The Boe Declaration stands for the solidarity of Pacific regionalism. There is little other feasible option for the small and vulnerable in the face of this type of universally impacting health crisis, certainly not one doubled with the disaster of a violent cyclone.

It is most timely, and welcomed, that Foreign Ministers of Forum countries are employing the power of technology for urgent discussions this week to explore ways for coordinated and needed regional action and response.

Pacific countries would welcome the early release of the United Nations Secretary General’s report, Shared responsibility, global solidarity: Responding to the socio-economic impacts of COVID-19, giving emphasis to the urgency of needed support, especially for the poorest and most vulnerable people and countries.

This is an unprecedented human crisis calling for the clearest global cooperation and demanding, as the report underscores, maximum effort from the world’s leading economies in the form of coordinated, decisive, inclusive, and innovative policy action.

Most helpfully for the region, there are equally supportive responses from development partner countries, international organisations, and multilateral financial institutions.
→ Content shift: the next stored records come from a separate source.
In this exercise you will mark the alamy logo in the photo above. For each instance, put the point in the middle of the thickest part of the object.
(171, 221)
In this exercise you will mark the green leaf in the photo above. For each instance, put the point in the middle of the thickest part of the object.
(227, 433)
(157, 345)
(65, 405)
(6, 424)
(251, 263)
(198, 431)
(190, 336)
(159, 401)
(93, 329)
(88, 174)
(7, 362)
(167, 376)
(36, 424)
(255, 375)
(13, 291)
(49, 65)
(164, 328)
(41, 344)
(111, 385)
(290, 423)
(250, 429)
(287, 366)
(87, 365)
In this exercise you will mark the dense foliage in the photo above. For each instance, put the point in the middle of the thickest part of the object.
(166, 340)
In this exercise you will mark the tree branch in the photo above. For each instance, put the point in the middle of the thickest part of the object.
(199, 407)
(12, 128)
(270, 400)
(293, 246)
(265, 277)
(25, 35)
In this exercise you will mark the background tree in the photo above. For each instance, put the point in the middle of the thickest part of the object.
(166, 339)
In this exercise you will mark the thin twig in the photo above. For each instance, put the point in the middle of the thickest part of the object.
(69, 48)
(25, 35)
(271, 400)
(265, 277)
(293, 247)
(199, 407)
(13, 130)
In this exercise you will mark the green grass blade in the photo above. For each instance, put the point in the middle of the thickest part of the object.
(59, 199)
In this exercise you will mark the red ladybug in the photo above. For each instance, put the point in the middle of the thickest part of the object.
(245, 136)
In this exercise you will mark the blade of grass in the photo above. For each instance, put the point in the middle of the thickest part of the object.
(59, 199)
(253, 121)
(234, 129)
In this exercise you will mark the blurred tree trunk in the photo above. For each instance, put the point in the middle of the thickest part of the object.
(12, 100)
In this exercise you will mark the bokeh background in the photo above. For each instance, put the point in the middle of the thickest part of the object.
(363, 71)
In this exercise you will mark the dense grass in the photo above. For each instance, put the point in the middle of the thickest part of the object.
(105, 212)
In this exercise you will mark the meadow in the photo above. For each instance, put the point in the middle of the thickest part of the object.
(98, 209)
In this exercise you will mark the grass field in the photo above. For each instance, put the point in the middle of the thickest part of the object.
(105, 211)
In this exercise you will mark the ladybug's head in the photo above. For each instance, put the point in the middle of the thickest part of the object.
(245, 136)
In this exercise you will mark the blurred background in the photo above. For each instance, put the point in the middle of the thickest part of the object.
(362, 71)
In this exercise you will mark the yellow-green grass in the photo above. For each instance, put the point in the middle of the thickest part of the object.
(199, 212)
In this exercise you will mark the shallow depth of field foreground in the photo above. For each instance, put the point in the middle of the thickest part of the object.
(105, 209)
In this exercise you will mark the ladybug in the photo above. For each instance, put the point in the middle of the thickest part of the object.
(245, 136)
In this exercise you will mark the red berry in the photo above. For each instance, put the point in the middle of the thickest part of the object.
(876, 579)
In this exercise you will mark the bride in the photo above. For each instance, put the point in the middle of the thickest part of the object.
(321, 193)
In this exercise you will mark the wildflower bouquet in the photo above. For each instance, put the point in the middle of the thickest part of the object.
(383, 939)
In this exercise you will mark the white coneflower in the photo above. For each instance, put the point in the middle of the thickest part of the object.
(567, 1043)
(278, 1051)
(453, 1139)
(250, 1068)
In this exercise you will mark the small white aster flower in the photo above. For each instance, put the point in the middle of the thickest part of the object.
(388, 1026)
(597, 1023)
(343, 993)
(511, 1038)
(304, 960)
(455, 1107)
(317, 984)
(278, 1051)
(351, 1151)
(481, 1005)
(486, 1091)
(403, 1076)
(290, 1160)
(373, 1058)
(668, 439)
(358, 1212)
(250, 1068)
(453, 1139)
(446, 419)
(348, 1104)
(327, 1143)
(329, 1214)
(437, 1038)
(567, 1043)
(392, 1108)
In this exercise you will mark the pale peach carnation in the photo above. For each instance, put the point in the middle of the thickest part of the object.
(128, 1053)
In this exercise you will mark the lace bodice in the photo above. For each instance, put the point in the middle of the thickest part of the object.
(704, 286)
In all this there is need for a forward-looking fix on the 2030 Agenda to ensure that the recovery from COVID-19 must lead to global systems focused on building inclusive and sustainable economies for all countries that are more resilient in facing such pandemics in the future.

There is demand for global resolve and solidarity in the fight against COVID-19, rooted in humanitarian principles and the protection of lives. Resolve and solidarity which need not detract from global efforts to deal with the even more calamitous dangers of climate change.

Disasters do change history, in part because disasters disclose pitfalls for avoidance, and they provide essential reference-points for instruction on, for example, new and improved methodology for shared global interdependence, resilient health and financial systems and sustainable economies. There is much to learn and to build on for the future.